История камина Бабеля

Р о д и о н   Ф е д е н ё в


С донной Анной

С донной Анной

Кстати, по свидетельству жильцов дома № 17 по Ришельевской, в бабелевском подъезде до самого их четвертого этажа стоял извечный, сначала даже приятный, а потом бальзамический, кружащий голову, запах керосина

Миновали десятилетия, в домах уж был газ, а этот запах двадцатых годов еще долго дурманил головы и канул в Лету только в конце века. Центральное отопление отменило зимнюю необходимость камина — на его решетку поставили электрический отражатель, и спиральки малиново змеились, олицетворяя грустную каминную агонию.

И автор этих строк не раз сиживал перед ним, наблюдая умирающие отсветы и все еще на что-то надеясь… А дело было в том, что в 1924 году Бабель, переезжая окончательно в Москву, оставил свою квартиру одесскому журналисту Льву Бореву (тот по тем временам жил очень далеко — в начале Французского бульвара — страшно сказать — совсем за городом!). Боревы жили достойно и скромно.

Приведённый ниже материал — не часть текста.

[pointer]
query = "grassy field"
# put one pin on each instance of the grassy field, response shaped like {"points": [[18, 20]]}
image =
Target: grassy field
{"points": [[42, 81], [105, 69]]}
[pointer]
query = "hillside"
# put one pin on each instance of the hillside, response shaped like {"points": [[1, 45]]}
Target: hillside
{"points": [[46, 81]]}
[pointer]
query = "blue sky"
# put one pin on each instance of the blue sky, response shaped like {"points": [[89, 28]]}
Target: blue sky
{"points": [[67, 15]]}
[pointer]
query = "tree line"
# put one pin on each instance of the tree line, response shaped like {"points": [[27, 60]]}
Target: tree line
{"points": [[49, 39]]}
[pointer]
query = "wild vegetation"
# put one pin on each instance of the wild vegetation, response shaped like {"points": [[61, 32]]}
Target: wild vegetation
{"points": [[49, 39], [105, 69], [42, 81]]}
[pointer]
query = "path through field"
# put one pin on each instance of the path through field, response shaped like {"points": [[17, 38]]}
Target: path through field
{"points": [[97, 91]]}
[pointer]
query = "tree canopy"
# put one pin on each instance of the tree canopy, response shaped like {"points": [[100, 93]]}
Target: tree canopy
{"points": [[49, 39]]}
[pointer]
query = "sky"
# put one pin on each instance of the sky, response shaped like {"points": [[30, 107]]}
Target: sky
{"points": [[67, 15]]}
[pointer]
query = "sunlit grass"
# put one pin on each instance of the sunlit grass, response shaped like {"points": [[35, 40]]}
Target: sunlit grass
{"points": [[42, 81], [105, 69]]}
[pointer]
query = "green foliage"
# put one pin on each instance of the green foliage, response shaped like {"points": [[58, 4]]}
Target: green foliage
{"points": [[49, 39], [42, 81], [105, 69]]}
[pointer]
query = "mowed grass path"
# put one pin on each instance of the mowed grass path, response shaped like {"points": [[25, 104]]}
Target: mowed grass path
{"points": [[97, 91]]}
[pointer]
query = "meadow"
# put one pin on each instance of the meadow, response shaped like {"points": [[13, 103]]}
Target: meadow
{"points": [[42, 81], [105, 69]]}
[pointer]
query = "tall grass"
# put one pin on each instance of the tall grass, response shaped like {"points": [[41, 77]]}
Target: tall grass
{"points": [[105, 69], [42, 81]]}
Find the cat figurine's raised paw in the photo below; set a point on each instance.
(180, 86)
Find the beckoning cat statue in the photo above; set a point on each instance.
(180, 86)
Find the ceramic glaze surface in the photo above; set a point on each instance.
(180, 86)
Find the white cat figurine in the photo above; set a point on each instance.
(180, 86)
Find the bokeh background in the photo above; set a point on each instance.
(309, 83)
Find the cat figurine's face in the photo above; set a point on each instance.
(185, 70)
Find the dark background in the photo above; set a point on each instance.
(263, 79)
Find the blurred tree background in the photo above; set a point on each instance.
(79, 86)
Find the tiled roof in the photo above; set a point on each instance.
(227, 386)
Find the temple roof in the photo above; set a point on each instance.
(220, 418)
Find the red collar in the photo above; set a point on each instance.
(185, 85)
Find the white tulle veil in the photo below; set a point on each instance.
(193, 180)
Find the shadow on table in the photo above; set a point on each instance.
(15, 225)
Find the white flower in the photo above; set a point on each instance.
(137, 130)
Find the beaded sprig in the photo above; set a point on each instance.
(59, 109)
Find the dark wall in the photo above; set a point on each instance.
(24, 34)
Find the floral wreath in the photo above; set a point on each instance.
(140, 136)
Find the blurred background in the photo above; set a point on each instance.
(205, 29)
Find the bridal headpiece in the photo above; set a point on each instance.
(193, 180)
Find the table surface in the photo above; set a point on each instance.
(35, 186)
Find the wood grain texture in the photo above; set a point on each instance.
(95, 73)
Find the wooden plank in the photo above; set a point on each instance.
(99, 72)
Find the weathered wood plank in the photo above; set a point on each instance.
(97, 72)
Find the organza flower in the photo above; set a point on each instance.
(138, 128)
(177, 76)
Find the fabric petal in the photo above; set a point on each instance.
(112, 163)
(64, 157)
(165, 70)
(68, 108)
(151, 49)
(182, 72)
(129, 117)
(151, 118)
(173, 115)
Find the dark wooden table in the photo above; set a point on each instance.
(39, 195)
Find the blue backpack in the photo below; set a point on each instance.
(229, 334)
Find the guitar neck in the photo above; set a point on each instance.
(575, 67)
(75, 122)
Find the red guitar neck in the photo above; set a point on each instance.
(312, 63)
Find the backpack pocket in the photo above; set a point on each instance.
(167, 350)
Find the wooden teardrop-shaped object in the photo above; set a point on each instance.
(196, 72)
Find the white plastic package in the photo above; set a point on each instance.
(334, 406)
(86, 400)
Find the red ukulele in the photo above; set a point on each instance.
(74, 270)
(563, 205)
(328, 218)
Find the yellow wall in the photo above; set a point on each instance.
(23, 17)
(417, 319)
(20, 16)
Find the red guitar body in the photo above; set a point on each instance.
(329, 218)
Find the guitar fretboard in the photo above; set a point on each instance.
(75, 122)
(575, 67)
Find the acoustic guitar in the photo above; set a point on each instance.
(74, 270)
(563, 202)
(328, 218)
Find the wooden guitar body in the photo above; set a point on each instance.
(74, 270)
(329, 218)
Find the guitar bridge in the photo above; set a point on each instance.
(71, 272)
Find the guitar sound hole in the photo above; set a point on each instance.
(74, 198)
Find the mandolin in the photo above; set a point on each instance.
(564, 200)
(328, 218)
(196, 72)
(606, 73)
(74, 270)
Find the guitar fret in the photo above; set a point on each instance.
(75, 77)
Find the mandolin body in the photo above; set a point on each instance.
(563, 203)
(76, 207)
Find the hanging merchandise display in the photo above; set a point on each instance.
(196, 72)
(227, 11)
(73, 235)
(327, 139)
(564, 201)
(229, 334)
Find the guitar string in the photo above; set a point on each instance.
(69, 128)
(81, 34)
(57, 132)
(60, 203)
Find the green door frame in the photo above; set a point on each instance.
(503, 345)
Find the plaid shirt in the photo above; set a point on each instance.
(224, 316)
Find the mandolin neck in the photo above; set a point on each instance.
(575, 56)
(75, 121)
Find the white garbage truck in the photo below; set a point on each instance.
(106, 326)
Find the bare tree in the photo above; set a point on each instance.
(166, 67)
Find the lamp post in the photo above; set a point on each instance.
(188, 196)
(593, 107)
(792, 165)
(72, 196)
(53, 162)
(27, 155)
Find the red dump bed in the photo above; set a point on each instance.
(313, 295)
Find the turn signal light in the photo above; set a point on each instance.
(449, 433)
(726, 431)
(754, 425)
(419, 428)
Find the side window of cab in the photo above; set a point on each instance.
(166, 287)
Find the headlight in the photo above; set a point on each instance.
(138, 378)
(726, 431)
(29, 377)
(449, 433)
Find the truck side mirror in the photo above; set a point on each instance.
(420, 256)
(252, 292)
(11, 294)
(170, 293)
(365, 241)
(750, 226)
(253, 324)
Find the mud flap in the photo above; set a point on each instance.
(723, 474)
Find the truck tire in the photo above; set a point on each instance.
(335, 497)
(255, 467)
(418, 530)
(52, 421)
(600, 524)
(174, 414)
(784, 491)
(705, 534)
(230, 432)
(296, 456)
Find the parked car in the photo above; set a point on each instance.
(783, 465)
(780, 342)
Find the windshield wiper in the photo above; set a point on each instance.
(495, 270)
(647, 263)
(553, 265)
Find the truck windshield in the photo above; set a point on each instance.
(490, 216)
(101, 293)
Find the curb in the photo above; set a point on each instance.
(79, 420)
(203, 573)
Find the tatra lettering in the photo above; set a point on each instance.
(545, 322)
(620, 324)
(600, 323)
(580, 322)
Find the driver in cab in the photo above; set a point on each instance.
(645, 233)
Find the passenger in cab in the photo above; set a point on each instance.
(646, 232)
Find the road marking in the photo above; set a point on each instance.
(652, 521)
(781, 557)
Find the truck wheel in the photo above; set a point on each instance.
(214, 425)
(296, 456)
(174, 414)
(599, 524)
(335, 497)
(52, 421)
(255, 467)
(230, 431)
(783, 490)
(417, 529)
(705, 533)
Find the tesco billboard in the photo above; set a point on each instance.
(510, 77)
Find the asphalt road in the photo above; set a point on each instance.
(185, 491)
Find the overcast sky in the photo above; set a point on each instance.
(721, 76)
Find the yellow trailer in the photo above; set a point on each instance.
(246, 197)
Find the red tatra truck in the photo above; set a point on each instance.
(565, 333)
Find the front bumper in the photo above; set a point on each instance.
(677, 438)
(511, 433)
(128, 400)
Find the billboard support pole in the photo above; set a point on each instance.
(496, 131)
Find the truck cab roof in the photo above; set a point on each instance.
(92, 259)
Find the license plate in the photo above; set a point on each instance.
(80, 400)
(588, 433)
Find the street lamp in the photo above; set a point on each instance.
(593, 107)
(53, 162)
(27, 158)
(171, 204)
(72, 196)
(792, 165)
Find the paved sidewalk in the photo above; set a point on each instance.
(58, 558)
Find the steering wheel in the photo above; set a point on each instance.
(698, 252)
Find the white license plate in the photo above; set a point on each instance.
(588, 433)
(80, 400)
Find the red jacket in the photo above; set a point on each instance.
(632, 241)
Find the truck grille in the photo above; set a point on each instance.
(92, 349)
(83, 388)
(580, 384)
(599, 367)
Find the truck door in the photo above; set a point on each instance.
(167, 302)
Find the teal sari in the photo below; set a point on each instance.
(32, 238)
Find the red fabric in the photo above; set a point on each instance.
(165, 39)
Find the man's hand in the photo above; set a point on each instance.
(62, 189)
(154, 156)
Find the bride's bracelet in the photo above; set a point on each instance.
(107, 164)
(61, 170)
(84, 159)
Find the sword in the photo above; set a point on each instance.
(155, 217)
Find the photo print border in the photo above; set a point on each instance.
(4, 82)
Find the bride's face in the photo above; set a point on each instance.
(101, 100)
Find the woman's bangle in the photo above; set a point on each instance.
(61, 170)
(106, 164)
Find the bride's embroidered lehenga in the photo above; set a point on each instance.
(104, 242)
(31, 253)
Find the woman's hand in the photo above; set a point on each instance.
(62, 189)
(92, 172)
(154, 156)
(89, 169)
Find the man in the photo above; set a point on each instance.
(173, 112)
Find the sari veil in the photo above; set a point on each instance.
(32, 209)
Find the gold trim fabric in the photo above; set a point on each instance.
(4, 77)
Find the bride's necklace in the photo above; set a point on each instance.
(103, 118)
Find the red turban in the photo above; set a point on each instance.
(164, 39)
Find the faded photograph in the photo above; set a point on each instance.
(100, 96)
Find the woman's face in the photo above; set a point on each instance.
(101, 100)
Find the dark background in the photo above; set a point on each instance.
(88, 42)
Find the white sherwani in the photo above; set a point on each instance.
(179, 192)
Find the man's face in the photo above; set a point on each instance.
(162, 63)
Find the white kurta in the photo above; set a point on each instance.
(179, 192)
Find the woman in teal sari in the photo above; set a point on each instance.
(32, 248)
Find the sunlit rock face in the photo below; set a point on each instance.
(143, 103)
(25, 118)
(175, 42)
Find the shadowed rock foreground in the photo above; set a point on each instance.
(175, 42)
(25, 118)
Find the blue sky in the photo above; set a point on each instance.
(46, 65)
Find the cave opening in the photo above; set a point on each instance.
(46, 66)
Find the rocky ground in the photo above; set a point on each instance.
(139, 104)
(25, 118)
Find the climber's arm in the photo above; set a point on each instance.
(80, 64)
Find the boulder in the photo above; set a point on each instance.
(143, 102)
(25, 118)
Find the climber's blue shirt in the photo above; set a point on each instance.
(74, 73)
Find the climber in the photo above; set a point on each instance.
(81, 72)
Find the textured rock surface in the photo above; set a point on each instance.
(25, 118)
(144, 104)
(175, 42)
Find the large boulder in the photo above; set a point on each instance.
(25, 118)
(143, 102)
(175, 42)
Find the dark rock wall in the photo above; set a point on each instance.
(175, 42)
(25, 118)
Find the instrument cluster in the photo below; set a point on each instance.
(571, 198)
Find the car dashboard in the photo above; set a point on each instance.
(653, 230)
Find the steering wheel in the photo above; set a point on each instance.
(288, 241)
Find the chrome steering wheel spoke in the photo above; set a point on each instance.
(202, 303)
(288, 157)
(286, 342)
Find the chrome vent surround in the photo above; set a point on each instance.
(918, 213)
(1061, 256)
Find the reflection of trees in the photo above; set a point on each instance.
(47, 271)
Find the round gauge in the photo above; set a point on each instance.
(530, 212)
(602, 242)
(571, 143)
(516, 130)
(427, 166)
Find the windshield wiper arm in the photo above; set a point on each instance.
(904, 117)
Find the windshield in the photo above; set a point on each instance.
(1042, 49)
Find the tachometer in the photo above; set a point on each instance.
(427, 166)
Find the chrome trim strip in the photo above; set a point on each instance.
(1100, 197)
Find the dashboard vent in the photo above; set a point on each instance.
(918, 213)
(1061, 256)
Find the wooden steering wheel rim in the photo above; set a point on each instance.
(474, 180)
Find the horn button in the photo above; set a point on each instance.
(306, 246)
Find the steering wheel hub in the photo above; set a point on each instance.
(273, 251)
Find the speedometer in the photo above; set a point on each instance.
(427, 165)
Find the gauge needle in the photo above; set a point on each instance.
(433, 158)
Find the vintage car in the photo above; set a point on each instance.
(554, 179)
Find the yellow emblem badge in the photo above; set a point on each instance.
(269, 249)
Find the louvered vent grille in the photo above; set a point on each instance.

Жена журналиста, перебравшись на Ришельевскую, отметила это событие: пошила себе тапочки, чтобы в них ходить на Привоз, благо, было недалеко. У журналиста Борева был сын, ученый и хлебосольный Борис Львович. Он и созывал в лучшие времена друзей на свои дни рождения, на которых мы: дочь Бориса Львовича Люда и ее муж художник Костя (о нем речь впереди), моя жена Ксана, поэты, кавээнщики, журналисты, сиживая у камина, пили изобретенный Борисом Львовичем божественный напиток Борисовку, которую сам хозяин частенько именовал Бабелевкой…

Не знаю, о чем думал камин, когда власть, которой писатель Бабель иногда опрометчиво пророчил долгую жизнь, в девяностых годах двадцатого века рухнула. Впрочем, наверняка камин чувствовал свою обреченность: его теплый дым давно не перемешивался с другими дымами и не искал их в таинственных дымоходах и темных небесах. Да и пол под камином, как и во всей квартире, стал иметь крен, олицетворяя пошатнувшиеся устои домов, жизней и государств.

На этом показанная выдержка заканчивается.